「こんなことあったのに、あたし...怒りたいのに...星桜の事怒れないんだぁ…」


今のあたしは、怒るということより



絶望―――。



という、思いしか頭になかった。

それに――。

あの男、あたしの兄の裏切り、
悲しい行為も、思い出してしまったから。







「っ!!?」



突然、あたしを抱きしめていた腕が強くなる。



「俺は・・・・。」



「そ…宙?」



「俺だったらそんな悲しい目にあわせねえよ。叶愛に、兄貴…ッ!あの男の事を思い出させるようなことは…絶対にしないっ!」




宙…。
あたしの気持ちわかってたんだ―――。
ありえないほどの悲しみに満ちているあたしを。
あいつを思い出してしまってるあたしを。



「…俺がいる。朱夏も、大翔も。…だからっ」



「ありがと。宙。あたし大丈夫だよ?がんばれる気がする。
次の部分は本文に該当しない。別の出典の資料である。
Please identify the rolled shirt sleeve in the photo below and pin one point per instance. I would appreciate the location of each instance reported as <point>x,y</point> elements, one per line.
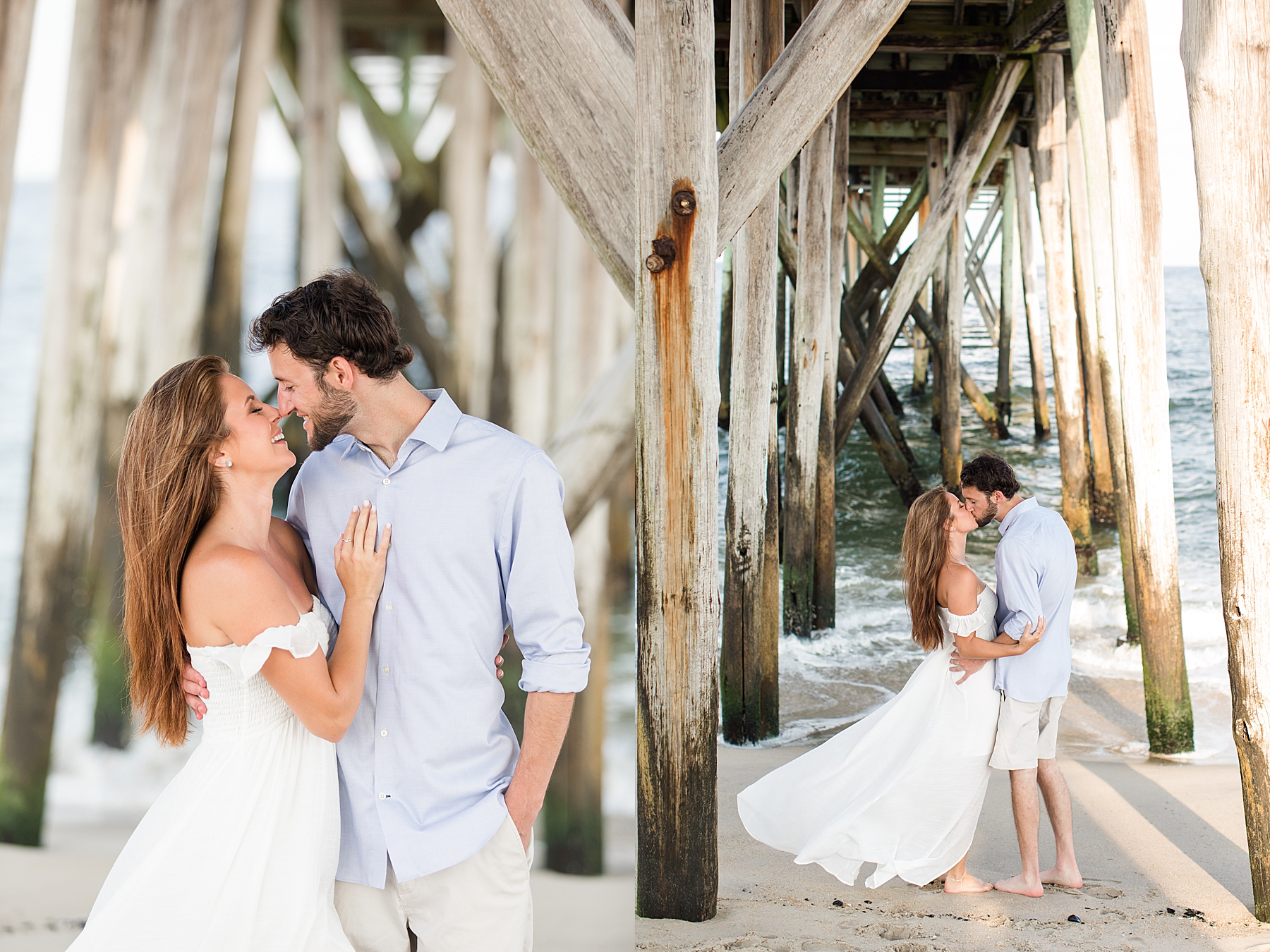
<point>1019,587</point>
<point>535,555</point>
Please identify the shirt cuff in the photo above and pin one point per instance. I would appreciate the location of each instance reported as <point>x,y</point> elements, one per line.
<point>564,678</point>
<point>1015,623</point>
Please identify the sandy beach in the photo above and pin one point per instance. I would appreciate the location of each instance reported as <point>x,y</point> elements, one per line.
<point>1162,848</point>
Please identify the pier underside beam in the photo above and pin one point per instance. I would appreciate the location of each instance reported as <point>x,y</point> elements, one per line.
<point>1227,78</point>
<point>921,258</point>
<point>882,272</point>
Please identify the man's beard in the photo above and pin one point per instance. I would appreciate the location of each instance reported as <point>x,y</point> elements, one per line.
<point>332,415</point>
<point>990,517</point>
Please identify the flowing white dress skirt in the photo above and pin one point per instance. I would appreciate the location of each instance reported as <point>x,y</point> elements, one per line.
<point>239,852</point>
<point>901,787</point>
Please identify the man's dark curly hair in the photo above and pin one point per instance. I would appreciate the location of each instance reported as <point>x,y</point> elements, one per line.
<point>338,314</point>
<point>990,474</point>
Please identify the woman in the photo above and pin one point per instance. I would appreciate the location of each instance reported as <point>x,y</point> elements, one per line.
<point>903,787</point>
<point>211,577</point>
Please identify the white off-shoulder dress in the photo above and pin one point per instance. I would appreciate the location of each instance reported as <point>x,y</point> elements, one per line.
<point>901,787</point>
<point>239,852</point>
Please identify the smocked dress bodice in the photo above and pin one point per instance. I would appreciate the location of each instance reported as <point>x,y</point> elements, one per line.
<point>241,704</point>
<point>241,850</point>
<point>982,621</point>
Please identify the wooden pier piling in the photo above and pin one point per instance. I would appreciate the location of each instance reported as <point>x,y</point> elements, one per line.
<point>17,18</point>
<point>107,50</point>
<point>464,184</point>
<point>1087,82</point>
<point>1035,348</point>
<point>677,466</point>
<point>222,319</point>
<point>1225,55</point>
<point>1086,310</point>
<point>320,60</point>
<point>1133,161</point>
<point>1009,292</point>
<point>1051,176</point>
<point>757,38</point>
<point>954,303</point>
<point>809,338</point>
<point>825,593</point>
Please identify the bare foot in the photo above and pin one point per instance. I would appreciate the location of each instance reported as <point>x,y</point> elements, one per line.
<point>1071,879</point>
<point>1022,886</point>
<point>967,884</point>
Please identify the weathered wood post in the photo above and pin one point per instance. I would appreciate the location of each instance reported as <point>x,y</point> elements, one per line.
<point>1139,287</point>
<point>584,333</point>
<point>16,22</point>
<point>1051,176</point>
<point>1009,292</point>
<point>954,291</point>
<point>749,712</point>
<point>825,593</point>
<point>464,184</point>
<point>809,341</point>
<point>1087,74</point>
<point>320,57</point>
<point>1035,348</point>
<point>1086,310</point>
<point>935,149</point>
<point>1225,54</point>
<point>222,320</point>
<point>106,56</point>
<point>530,300</point>
<point>676,463</point>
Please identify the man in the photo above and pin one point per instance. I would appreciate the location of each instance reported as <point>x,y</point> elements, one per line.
<point>437,801</point>
<point>1035,578</point>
」



星桜の事は、まだ信じられない、信じたくない。



あのあたしの兄、あの最低野郎は、もうあたしの前には現れない。

だからだいじょうぶ―――。



がんばれるから。




「宙は…すごいね?あたしの思ってることすぐ当てちゃうんだもん!」




「俺と叶愛どれだけの付き合いだと思ってんの?」



「だねッ!宙がずっと隣でいてくれてよかったよっ」



あたしはにっこりと笑いかけた。
宙はあたしの手をとって、そのまま二人で教室へ向かった。